Consideration of Design and Regulatory Agency Requirements
As embedded and server based machine learning becomes more and more prevalent, verifying the performance of the systems for agency and regulatory compliance requires up front design considerations.
For instance in a medical device program, thousands of patient data samples may be gathered from existing sources, or in some instances obtained during clinical data gathering exercises, utilizing existing monitoring devices, or new devices created for the specific application being developed. In some cases, the equipment collecting the data, may not have a predicate, or a standardized mechanism of collection, and may not collect data in a yet known manner.
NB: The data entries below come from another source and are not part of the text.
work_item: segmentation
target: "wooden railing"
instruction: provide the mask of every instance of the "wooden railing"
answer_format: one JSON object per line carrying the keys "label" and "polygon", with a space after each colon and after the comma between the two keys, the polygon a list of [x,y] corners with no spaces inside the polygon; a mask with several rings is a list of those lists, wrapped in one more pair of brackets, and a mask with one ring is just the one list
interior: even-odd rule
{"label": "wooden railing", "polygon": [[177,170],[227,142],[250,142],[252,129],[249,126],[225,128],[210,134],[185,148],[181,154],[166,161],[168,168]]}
In this case, the data collected, becomes the gold standard for not only training the machine learning, but also verifying that the algorithm is indeed performing as required.
Upfront design choices on how collected data will be stored, partitioned into the required data sets, over read to determine that the algorithm output has successfully matched the input data, and updating and maintaining an evolving data base will ensure the data remains usable during the development and life of the product.
Development Set: The database that is used to develop the algorithms, consists of over read or annotated data. The development data set should ideally have representative data for all of the expected parameters, as well as parameters which may be experienced in a normal clinical setting, such as line noise in an ECG or EEG signal.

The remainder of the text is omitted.